Moskiewski prokurator zażądał 10 lat więzienia dla znanego, związanego z Polską reżysera teatralnego Iwana Wyrypajewa - powiadomiło w czwartek Radio Swoboda. Artysta jest oskarżony o rozpowszechnianie "nieprawdziwych informacji" o rosyjskiej armii.
Proces odbywa się zaocznie, ponieważ reżyser mieszka poza granicami Rosji. Sąd w Moskwie ma ogłosić wyrok w piątek.
Sprawę przeciwko Wyrypajewowi wszczęto wiosną, w kwietniu wydano nakaz aresztowania, a MSW wystawiło za nim list gończy.
Jak podał serwis Sota, sprawę wszczęto w związku z wywiadami Wyrypajewa dla mediów oraz publikacjami na stronie reżysera. Śledczy doszukali się w nich "fałszywych informacji" na temat armii rosyjskiej. Reżyser opowiada się przeciwko rosyjskiej napaści na Ukrainę.
Chciał zrezygnować z rosyjskiego obywatelstwa
W maju Wyrypajew poinformował o nakazie aresztowania, który wydano na niego w Rosji. "Dziękuję wszystkim tym, którzy mnie wspierają. Nie martwcie się, nic mi nie jest. Wszystko jest w porządku. Rosyjscy przyjaciele, bądźcie ostrożni w kontaktach ze mną. Nie obrażę się, jeśli przestaniecie się do mnie odzywać. Uważajcie na siebie" - pisał w mediach społecznościowych.
Wyrypajew od kilkunastu lat mieszka w Polsce, ma polskie obywatelstwo.
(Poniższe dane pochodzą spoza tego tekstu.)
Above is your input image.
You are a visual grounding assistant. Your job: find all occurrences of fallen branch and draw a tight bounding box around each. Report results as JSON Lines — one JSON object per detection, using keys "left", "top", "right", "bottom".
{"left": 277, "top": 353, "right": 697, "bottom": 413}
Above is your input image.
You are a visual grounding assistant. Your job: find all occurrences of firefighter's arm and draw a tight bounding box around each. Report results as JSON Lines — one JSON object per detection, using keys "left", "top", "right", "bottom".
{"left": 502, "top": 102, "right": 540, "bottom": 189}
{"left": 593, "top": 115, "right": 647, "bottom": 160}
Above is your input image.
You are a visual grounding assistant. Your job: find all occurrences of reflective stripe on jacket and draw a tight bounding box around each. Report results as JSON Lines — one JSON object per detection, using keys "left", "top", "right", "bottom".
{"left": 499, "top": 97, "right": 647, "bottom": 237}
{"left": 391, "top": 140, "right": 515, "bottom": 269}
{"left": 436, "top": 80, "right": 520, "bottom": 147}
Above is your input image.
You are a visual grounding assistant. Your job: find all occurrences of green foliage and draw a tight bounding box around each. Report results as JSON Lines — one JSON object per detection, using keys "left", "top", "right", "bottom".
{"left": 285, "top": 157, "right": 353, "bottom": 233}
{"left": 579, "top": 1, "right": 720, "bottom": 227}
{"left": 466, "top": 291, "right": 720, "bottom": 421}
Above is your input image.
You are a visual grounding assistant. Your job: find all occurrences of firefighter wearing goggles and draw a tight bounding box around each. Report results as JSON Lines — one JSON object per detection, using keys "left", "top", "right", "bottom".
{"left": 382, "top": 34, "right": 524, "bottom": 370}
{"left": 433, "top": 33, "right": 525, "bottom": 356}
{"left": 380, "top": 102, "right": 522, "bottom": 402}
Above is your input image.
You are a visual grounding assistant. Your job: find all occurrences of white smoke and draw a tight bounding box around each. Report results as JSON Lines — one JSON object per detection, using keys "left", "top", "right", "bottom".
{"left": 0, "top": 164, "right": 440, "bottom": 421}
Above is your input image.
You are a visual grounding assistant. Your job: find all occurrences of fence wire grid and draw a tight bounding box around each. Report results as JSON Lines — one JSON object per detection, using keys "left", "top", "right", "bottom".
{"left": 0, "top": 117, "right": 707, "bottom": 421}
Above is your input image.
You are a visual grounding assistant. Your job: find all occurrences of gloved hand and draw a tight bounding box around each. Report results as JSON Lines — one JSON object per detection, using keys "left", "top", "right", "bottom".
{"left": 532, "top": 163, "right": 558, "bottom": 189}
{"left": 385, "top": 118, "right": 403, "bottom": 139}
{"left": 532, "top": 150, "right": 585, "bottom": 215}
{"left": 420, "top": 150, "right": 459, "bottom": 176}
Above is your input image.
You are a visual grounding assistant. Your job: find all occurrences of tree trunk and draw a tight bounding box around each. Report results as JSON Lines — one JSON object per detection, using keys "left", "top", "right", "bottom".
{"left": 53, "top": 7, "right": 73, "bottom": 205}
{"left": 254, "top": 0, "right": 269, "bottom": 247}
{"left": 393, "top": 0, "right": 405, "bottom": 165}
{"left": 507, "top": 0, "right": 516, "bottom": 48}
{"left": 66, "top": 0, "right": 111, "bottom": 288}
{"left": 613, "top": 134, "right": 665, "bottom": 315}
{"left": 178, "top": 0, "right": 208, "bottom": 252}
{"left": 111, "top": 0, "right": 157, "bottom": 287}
Jest mężem polskiej aktorki Karoliny Gruszki. - Mieszkam w Polsce, pracuję, piszę. Staram się być bardzo solidarny z ofiarami wojny w Ukrainie - skomentował w rozmowie z PAP. - Moja żona Karolina Gruszka także jest mocno zaangażowana w pomoc - dodał reżyser.
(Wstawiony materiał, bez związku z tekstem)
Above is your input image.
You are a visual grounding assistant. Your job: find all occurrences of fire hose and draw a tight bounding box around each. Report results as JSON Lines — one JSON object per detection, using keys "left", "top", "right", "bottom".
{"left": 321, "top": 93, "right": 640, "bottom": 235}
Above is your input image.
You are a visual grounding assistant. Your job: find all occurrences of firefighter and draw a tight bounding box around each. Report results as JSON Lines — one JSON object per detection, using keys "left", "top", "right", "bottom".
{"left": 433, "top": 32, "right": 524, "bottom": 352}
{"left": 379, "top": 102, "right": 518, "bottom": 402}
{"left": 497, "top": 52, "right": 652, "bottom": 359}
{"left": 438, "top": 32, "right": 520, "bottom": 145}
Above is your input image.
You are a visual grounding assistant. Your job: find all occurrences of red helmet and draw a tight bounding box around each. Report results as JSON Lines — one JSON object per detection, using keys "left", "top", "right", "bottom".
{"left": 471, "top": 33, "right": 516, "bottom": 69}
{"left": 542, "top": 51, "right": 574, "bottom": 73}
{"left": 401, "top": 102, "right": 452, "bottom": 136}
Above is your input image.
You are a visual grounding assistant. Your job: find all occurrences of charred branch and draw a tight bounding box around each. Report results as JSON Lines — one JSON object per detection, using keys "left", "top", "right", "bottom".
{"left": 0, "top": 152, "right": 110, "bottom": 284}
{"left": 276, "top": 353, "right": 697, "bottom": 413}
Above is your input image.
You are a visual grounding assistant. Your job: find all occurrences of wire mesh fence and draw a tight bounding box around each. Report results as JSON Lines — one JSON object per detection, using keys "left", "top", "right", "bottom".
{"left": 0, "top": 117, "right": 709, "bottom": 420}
Mówił też, że uruchomił "proces rezygnacji z obywatelstwa rosyjskiego". - Ale to nie jest łatwe. To długi i bardzo trudny proces. Opłaciłem prawnika w Rosji, ale trwa to już prawie rok - wyjaśnił. Dodał, że "to wymaga zgromadzenia całego zbioru dokumentów". - Teraz już chyba oni na to nie pozwolą (...). W sytuacji, gdy jestem ścigany listem gończym, Federacja Rosyjska raczej nie pozwoli mi na rezygnację z rosyjskiego obywatelstwa i tak już chyba zostanie - ocenił Wyrypajew.
Wyrypajew potępił "barbarzyński atak Rosji"
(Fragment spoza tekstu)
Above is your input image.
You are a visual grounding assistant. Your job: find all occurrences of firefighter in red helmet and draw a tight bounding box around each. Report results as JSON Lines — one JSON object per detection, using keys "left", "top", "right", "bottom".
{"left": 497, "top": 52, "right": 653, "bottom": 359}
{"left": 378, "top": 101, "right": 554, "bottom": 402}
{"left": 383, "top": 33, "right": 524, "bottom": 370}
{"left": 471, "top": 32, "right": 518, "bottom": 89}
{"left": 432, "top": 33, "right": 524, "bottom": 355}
9 marca 2022 roku Iwan Wyrypajew opublikował list do 40 rosyjskich teatrów państwowych, w którym poinformował, że swoje wynagrodzenie autorskie za inscenizacje swoich sztuk przekaże na pomoc ofiarom rosyjskiej agresji.
"Nasze wspólnie zarobione pieniądze zostaną przeznaczone na pomoc ukraińskim uchodźcom, dzieciom i matkom, wszystkim, którzy teraz potrzebują tej pomocy. Cieszę się, że w ten sposób pieniądze z budżetu kultury Federacji Rosyjskiej zostaną sprawiedliwie przekazane tym, którzy ucierpieli i cierpią przez barbarzyński atak Rosji" - napisał artysta.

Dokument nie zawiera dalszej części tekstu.